# Miller Bee Supply - Nice Woodenware



## BeeRay (Apr 12, 2006)

I just finished assembling my first order from Miller Bee Supply. I must say they have very nice frames and supers. Commercial supers have no knots and look like Select. The #1 frames have fine grained wood, fit tight and are straight. I think Miller is a notch above most of the other big suppliers in terms of the quality of their woodenware.


----------



## Michael Bush (Aug 2, 2002)

I have 300 of their eight frame medium boxes and a hundred of their solid eight frame bottom boards. I like them a lot. Great people to do business with.


----------



## Southern Bee (Feb 23, 2008)

I ordered equipment from them last year and have been very happy with the experience. The quality is good and the customer service excellent. Most of my equipment has been from either Miller or BM and I can attest to the fact that they are compatible. Millers prices seem better than most also.


----------



## lupester (Mar 12, 2008)

These guys are wonderful to deal with. I have only ordered migratory tops, screened bottom boards and entrance feeders from them but have always been top notch craftsmanship and it arrives in Texas about 3 days after ordering.


----------



## broodhead (May 30, 2009)

Miller Bee Supply is a service friendly company you will be pleased as I have been with their woodenware. Their bodies and supers are A+++, and their rabbited ends are superb.


----------



## NewbeeNnc (May 21, 2009)

I agree.
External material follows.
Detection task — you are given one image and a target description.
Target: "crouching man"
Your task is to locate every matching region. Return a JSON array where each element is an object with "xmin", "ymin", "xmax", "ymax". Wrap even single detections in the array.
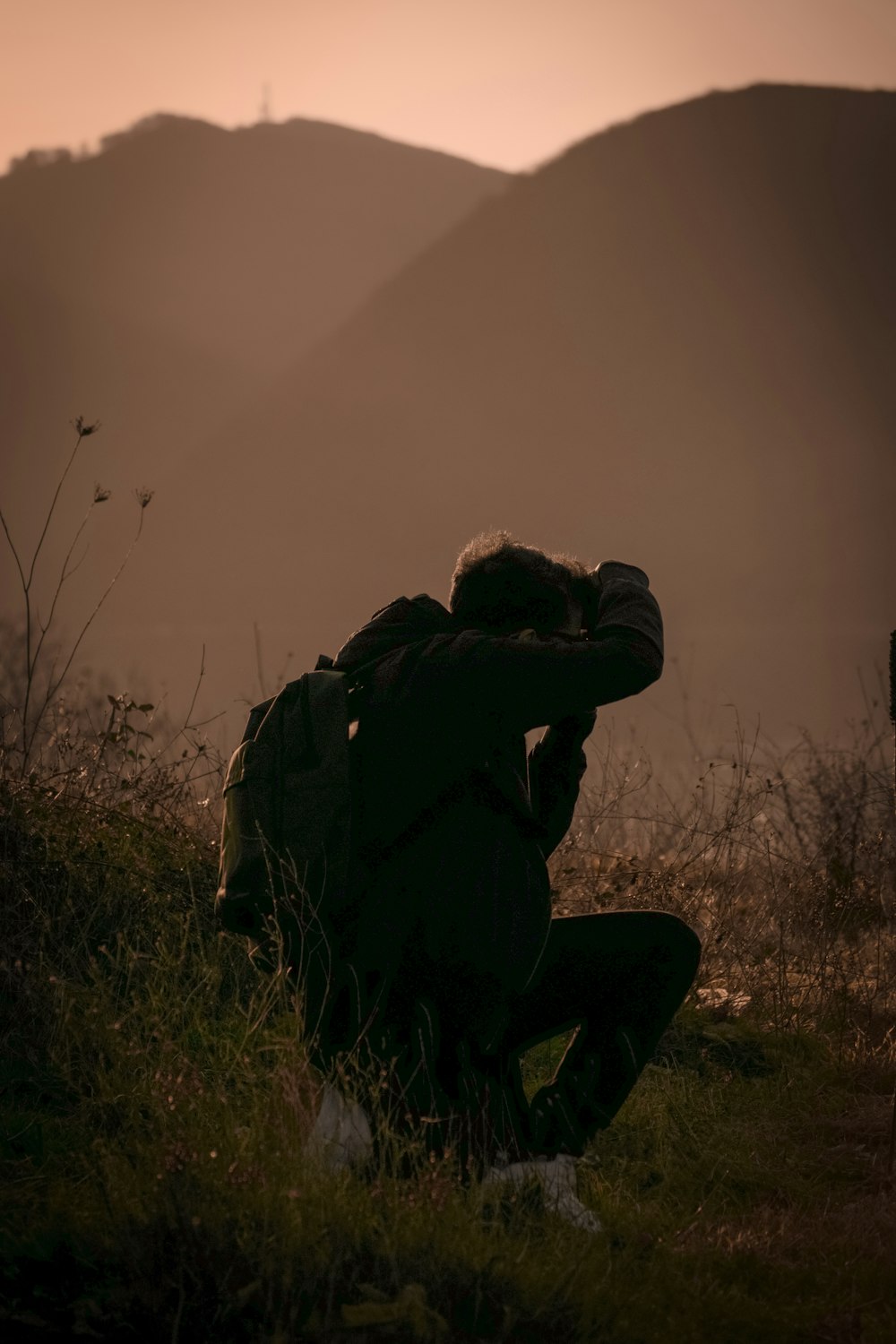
[{"xmin": 307, "ymin": 532, "xmax": 700, "ymax": 1199}]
I live about 3 miles from their shop and about 10 miles from Brushy Mtn. Both are good places with good folks, Miller's right now is cheaper. Both are always very busy when I walk in.

When I talked to Beverly Miller (part owner) I asked her how business was doing. They said last year they tripled in sales and this year was better than that. Have heard the same from Brushy Mtn. They're making millions according to latest reports.


----------